News / Asia

    Indonesian Evacuees Leave Cairo, Arrive in Jakarta

    Indonesians, who were evacuated from Egypt, arrive at the Sukarno-Hatta airport in Jakarta, February 2, 2011
    Indonesians, who were evacuated from Egypt, arrive at the Sukarno-Hatta airport in Jakarta, February 2, 2011
    Brian Padden

    In Jakarta, a processing center for Muslim pilgrims on their way to Mecca has become a gathering point for Indonesian evacuees returning from Cairo. More than 6,000 Indonesians live in Egypt.

    Tohiruddin Lubis, who lived in Eygpt with his wife and three children for the past 15 years, was among the first group of 400 Indonesian evacuees to arrive in Jakarta. He says it was not safety or security concerns that motivated him to leave.

    He says it was the problem of food, which is becoming very expensive, that made him leave. Lubis says even if people have money, no one is selling food.

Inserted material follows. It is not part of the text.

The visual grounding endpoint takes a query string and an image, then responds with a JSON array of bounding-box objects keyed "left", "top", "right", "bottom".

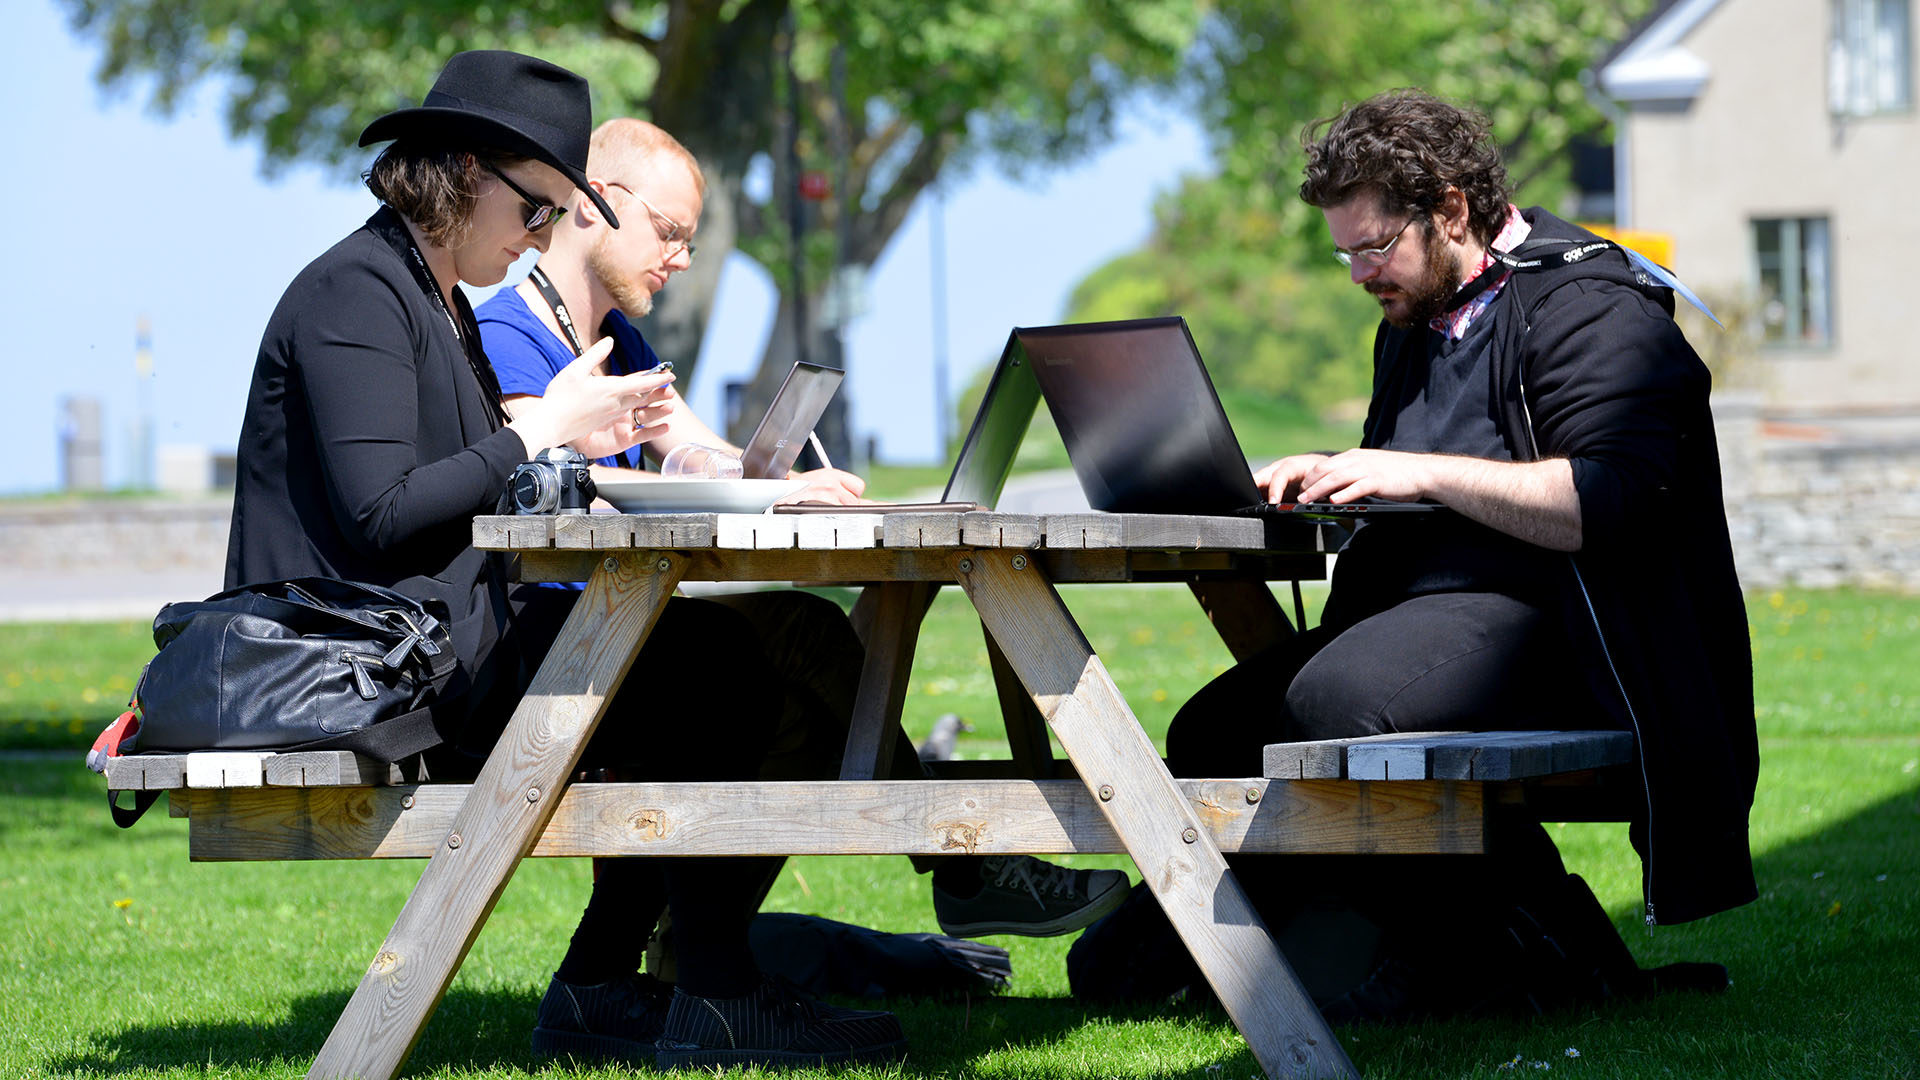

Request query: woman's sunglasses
[{"left": 479, "top": 160, "right": 569, "bottom": 232}]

    The Indonesian government set up a task force to help of its citizens living in Egypt who want to come home as political unrest and protests continue. Two planes have already been dispatched to Cairo.

    Teuku Faizasyah, special assistant to President Susilo Bambang Yudhoyono says the first priority is helping those most at risk.

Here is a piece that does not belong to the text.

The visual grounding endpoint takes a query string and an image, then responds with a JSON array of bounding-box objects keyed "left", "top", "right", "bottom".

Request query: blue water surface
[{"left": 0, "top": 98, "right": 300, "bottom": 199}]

    "What we are trying to do is bring home those who are vulnerable, especially women and children, and those who are in special circumstance and feel insecure to remain in Cairo and the surrounding areas," explained Faizasyah.

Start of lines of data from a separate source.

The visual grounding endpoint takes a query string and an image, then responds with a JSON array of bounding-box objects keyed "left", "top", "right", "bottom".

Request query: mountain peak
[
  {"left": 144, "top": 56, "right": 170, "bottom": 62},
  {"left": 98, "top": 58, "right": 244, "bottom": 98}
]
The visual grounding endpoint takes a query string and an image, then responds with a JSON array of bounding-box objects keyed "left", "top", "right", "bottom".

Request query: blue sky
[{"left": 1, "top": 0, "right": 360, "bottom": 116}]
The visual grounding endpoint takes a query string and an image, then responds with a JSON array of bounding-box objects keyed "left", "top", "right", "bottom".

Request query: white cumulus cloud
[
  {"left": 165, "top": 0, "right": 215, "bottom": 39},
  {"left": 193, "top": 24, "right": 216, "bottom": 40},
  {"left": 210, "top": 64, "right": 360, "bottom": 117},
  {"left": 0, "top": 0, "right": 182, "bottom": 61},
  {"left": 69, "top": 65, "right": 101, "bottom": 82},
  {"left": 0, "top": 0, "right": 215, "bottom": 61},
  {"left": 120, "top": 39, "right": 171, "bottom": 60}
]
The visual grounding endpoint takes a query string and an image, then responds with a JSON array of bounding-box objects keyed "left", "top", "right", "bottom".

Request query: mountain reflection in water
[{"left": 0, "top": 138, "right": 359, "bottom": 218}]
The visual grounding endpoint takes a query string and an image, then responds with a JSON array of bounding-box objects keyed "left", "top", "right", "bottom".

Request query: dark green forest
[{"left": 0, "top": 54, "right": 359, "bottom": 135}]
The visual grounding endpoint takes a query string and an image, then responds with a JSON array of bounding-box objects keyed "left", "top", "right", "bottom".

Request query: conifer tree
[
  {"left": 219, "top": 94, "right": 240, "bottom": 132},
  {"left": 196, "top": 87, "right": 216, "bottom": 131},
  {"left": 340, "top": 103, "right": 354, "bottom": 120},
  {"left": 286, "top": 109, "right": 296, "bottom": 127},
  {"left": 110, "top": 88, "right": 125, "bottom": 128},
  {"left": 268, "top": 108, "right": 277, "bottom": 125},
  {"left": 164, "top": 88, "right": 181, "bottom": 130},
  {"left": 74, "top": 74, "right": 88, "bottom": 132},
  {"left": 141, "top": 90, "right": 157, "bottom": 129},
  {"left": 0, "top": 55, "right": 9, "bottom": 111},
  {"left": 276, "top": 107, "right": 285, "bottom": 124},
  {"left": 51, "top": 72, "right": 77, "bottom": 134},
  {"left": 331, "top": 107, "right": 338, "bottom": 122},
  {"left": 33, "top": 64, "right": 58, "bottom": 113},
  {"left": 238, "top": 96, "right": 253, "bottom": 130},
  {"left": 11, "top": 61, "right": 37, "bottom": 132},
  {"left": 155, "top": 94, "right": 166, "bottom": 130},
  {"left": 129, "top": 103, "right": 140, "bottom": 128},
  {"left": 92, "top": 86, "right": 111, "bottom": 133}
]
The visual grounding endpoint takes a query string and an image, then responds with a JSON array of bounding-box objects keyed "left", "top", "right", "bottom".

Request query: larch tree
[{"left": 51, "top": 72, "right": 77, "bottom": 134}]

    He says traffic congestion, road blocks and even finding vehicles to transport people to the airport in Cairo are the some of the challenges in the evacuation.

    Governments all over the world are scrambling to evacuate citizens from Cairo, including China and Thailand. Thousands of foreign workers and tourists have fled the country in recent days.

    Indonesia is one of many countries sending charter flights to bring citizens home. Once they are able to leave Egypt, the Indonesian evacuees are given temporary shelter at a processing center normally used for Muslim pilgrims making the Hajj to Mecca.

    Anxious family members of Indonesians living in Egypt come to the center to wait for word on their relatives. Yuni last heard from her daughter, son-in-law and grandchild on Wednesday. They live in the Cairo area.

    She says she is looking for information on when her daughter will be sent home.

    About 6,000 Indonesians, most of them students, live in Egypt.

    Indonesia’s Foreign Ministry on Thursday said it could not confirm that an Indonesian was killed in the protests. Officials called on citizens still in Egypt to avoid crowds and dangerous places and to continue to communicate with Indonesian embassy in Cairo.